Lesson #2. Aid is never simple. Even if it seems like it is or ought to be. Aid is always more complicated than you think.

So obvious it seems like it should go without saying, and yet this is the most frequently disrespected aid truism of all: Aid is never simple. Even if it seems like it is or ought to be. Aid is always more complicated than you think.

It doesn’t matter who you are, aid is always more complicated than you think. You can hold a Ph.D. from a prestigious institution and be the author of a widely acclaimed and cleverly titled book. You can be a passionate, driven member of the Diaspora with the local language plus all kinds of mad ICT and social media skillz. You can be a famous “mom blogger” with a massive following for your down-to-earth, “common sense” analysis of… pretty much anything. You can be fresh out of grad school with a head full of the latest theories and critical analyses of aid. Or you can be a professional humanitarian aid worker with decades of experience and the logo of a HRI-Affiliate on your name card.

Aid is never simple.

No matter what they may look like, the communities where we work are inherently complex and complicated places with inherently complex and complicated problems. And so the analytical processes and planning, and eventually the programming that we deliver – what we actually do – has to adequately reflect this reality. This is true whether we’re implementing long-term development programs or delivering life-saving emergency relief, yet we very rarely arrive on the scene fully appreciative of or fully prepared to deal with this complexity.
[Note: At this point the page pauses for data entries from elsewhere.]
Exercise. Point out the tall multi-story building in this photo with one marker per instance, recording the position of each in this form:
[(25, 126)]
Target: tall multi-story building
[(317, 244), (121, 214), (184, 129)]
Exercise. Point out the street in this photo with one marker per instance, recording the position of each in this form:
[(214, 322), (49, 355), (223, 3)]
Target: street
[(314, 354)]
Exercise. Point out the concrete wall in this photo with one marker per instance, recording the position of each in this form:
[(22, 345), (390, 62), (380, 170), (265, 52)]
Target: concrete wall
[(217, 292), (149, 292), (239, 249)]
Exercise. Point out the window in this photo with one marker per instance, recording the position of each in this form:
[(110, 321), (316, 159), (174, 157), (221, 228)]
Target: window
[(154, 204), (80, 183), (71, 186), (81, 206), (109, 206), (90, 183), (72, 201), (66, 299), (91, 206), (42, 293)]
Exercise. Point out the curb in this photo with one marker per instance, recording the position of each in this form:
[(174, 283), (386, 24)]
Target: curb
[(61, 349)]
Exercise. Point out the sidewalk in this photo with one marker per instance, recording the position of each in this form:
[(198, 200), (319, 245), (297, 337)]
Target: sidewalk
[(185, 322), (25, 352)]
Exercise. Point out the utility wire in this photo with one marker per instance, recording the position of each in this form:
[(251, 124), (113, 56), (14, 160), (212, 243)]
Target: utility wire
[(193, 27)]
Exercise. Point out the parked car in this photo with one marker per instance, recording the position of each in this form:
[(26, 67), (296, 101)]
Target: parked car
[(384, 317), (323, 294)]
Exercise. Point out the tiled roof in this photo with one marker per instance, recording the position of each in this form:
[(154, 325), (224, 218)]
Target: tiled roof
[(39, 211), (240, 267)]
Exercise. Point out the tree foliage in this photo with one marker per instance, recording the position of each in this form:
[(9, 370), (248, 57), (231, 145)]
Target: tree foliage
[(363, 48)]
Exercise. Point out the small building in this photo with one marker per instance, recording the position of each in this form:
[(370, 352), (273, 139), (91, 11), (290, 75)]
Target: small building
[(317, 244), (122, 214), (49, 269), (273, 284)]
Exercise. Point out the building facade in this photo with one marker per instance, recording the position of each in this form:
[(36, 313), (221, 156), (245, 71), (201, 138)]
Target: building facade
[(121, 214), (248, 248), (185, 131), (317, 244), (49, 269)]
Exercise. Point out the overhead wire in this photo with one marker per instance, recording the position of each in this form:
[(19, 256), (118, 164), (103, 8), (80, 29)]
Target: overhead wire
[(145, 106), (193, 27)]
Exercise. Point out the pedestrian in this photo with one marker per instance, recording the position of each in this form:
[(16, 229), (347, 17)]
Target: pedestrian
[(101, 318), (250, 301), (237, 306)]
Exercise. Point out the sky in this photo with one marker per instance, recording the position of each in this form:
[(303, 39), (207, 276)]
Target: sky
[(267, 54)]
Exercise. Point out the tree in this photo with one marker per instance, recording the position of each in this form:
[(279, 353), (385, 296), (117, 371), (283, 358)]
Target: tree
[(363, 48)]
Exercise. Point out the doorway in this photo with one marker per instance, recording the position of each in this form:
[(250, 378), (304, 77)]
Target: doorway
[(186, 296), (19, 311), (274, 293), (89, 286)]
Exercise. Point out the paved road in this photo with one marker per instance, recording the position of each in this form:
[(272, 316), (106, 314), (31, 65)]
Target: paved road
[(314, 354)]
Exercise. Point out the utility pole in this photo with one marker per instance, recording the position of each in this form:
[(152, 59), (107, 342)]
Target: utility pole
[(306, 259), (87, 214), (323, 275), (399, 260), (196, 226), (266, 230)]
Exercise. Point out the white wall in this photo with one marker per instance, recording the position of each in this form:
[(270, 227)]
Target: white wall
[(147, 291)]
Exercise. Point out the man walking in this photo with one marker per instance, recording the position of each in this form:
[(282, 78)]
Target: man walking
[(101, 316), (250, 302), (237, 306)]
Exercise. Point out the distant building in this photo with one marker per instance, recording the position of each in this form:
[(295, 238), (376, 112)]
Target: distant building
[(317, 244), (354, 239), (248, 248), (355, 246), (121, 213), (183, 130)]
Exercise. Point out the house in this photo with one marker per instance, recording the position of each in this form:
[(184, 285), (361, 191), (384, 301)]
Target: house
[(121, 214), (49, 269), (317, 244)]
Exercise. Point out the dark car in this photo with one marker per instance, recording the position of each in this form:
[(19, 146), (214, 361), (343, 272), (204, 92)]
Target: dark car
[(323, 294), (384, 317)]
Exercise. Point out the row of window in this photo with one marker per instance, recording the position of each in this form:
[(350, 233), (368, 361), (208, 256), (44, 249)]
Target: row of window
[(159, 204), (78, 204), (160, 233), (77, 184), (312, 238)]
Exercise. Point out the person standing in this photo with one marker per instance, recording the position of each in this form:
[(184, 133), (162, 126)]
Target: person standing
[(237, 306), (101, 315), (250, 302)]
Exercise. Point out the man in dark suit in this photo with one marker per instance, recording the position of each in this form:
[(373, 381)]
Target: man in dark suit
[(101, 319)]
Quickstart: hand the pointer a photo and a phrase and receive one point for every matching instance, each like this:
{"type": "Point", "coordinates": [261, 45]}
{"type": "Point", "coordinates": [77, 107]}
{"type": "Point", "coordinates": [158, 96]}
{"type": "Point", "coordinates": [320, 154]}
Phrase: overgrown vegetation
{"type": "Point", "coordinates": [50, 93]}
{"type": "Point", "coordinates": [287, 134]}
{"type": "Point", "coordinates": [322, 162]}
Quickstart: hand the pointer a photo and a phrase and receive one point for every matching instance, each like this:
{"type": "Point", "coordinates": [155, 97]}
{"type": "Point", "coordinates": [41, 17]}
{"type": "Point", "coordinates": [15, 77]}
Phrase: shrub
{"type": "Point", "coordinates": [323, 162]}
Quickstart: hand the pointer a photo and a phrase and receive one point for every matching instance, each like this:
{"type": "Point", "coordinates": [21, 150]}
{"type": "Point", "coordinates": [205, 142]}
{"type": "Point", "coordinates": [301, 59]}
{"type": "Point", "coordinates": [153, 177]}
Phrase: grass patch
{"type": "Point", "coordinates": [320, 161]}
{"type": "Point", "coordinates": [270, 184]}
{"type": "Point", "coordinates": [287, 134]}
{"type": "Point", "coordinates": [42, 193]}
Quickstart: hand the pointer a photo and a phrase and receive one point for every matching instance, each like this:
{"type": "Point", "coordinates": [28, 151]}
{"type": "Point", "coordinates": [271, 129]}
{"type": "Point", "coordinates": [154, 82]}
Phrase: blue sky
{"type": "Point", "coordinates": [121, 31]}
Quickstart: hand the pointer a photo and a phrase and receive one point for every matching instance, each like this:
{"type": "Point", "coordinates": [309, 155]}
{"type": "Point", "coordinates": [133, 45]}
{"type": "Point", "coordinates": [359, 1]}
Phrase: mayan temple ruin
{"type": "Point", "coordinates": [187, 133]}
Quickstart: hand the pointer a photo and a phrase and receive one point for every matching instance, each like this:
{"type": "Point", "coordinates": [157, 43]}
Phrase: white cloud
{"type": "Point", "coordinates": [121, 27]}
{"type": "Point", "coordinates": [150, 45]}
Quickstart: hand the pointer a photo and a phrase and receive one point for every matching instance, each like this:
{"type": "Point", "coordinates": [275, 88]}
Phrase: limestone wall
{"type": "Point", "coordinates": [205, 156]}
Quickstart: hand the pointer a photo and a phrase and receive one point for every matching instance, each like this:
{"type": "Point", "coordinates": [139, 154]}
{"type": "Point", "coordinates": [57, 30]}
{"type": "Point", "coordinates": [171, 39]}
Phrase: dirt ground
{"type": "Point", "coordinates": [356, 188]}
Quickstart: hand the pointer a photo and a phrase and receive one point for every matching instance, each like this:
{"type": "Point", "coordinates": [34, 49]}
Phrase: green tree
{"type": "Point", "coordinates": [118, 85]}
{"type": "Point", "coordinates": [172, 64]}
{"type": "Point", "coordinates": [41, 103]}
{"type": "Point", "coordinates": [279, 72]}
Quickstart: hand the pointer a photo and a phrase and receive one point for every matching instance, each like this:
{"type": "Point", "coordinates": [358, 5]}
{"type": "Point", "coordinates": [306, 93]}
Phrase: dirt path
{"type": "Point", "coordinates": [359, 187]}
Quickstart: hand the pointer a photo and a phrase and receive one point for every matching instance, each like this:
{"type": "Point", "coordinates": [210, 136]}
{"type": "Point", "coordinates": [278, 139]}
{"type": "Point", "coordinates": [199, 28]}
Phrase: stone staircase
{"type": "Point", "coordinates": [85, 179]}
Aid is never simple. Aid is always more complicated than you think.

All this means at least two things:

1) There is no magik bullet. So stop looking for one. Because while the big, basic principles of good aid always apply, (and make no mistake, bad aid is always bad aid) when it comes to implementation at the field level, everything is context-specific. There is no slam-dunk program model o r miracle product that would, if only we could replicate or distribute it globally, permanently eradicate poverty, malnutrition and the subordination of women. The approach that works in this village does not necessarily work in the next one. The strident claims that you make about what is or is not needed here, do not necessarily hold true over there. This is not provincialism. This is the recognition of reality that no matter how well you think you understand the community and no matter how simple the issues appear, there is no substitute for following good aid program process every every every time. Cut corners on good process and aid programs fail, guaranteed.

2) Dealing with complexity requires bandwidth. This is an increasingly unpopular concept in a time (now) when it’s kind of trendy to rant about the large household charities with their expats and their vehicles and their seemingly large overheads. And to be certain, there is plenty of fat that can be cut from the budgets of most, if not all of the established name-brand INGOs. But all of this as may be, it does not release anyone from the reality that dealing with complexity in the context of humanitarian aid and development requires sufficient organizational bandwidth (people, infrastructure, assets, resources…) to analyze and understand it, and then to implement appropriate programs that make an actual difference. Sounds basic. But it’s far harder than it looks. It’s also where D.I.Y. aid typically falls down. This is not elitism (even though I have exactly zero problem embracing elitism). This is recognition of the fact, again, that dealing with aid complexity requires enough organizational strength to “get” that complexity and then make something happen.